On the other hand, if you read a source that points you to another source, and you end up taking stuff from the second source that the first source did not, and don't use any of the ideas of the first source, I don't think there's any obligation to cite the first source. Yes, it was nice of that first source to lead you somewhere useful, but I would argue that it didn't make an intellectual contribution to your piece.

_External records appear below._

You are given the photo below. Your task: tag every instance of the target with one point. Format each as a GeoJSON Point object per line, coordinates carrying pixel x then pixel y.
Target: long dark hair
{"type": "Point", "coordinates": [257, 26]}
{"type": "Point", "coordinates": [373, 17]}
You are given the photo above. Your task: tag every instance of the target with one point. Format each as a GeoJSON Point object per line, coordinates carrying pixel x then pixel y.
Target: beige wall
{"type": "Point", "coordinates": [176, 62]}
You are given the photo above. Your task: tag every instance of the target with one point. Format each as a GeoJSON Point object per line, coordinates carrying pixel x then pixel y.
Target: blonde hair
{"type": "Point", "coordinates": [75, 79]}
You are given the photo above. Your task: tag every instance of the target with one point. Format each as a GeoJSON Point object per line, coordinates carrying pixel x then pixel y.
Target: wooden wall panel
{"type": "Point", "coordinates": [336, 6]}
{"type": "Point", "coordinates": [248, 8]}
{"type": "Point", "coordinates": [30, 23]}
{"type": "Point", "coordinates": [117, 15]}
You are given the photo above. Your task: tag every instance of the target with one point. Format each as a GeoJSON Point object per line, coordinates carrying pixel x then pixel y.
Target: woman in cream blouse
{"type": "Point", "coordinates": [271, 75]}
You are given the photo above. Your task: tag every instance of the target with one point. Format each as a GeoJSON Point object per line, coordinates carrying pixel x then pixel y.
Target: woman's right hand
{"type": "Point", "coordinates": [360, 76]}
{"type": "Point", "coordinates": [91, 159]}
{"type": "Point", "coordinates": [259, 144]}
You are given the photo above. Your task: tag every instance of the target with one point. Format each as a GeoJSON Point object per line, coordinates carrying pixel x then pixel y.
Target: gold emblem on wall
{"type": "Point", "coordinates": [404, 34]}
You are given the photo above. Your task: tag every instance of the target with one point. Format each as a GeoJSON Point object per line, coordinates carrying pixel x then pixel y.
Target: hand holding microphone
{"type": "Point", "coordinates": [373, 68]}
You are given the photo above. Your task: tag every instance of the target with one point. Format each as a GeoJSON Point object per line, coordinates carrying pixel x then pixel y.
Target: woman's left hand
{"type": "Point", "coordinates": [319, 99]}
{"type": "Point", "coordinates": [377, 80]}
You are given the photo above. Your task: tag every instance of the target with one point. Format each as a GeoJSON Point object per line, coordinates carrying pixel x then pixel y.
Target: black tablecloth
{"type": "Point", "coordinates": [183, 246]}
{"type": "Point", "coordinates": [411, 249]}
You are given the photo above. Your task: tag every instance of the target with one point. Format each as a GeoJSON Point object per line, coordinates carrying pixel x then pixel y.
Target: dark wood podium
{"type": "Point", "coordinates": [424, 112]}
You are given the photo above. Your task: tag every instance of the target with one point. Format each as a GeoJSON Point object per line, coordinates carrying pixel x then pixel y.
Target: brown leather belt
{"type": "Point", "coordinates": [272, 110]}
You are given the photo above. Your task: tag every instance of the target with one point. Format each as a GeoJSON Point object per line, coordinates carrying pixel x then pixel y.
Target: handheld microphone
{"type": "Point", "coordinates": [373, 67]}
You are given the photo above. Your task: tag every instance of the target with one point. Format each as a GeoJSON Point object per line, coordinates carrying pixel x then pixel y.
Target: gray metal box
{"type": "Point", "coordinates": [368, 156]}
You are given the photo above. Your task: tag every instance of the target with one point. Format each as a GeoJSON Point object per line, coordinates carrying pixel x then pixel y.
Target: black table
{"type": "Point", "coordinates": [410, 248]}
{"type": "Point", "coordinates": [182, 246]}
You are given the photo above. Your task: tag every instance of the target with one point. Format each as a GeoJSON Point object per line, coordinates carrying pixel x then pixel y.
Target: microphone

So... can you just depend on someone else's citation, and cite them? Well, sure, you can. But is it always the best choice? I don't think so. Like many aspects of writing, it's about context.

Works Cited

benjay2345. “Qui-Gon's quote 'There's always a bigger fish' in the first film of the Saga foreshadows the final film of the saga.” Reddit, 22 June 2020, www.reddit.com/r/StarWarsCantina/comments/hdzke3/quigons_quote_theres_always_a_bigger_fish_in_the.
Conlin, Jonathan. Evolution and the Victorians: Science, Culture and Politics in Darwin’s Britain. Bloomsbury, 2014. 
Darwin, Francis. The Life and Letters of Charles Darwin, Including an Autobiographical Chapter. 1887. Vol. 2, D. Appleton, 1888.
Hawkins, Mike. Social Darwinism in European and American Thought, 1860–1945: Nature as Model and Nature as Threat. Cambridge UP, 1997.
Kingsley, Charles. Letter to Charles Darwin. 18 Nov. 1859. Darwin Correspondence Project, U of Cambridge, www.darwinproject.ac.uk/letter/DCP-LETT-2534.xml.
La Monte, Robert Rives. “Science and Revolution.” The Social-Democrat, vol. 13, no. 3, 15 Mar. 1909, pp. 105-13. HathiTrust, babel.hathitrust.org/cgi/pt?id=njp.32101067578953&view=1up&seq=115.
Levine, George. Dying to Know: Scientific Epistemology and Narrative in Victorian England. U of Chicago P, 2002.
137th Gebirg. “The President's Address at Khitomer - Star Trek VI: TUC.” The TrekBBS, 8 June 2007, www.trekbbs.com/threads/the-presidents-address-at-khitomer-star-trek-vi-tuc.33640.
“sciolist.” Oxford English Dictionary, Oxford UP, July 2023, doi: 10.1093/OED/3809113041.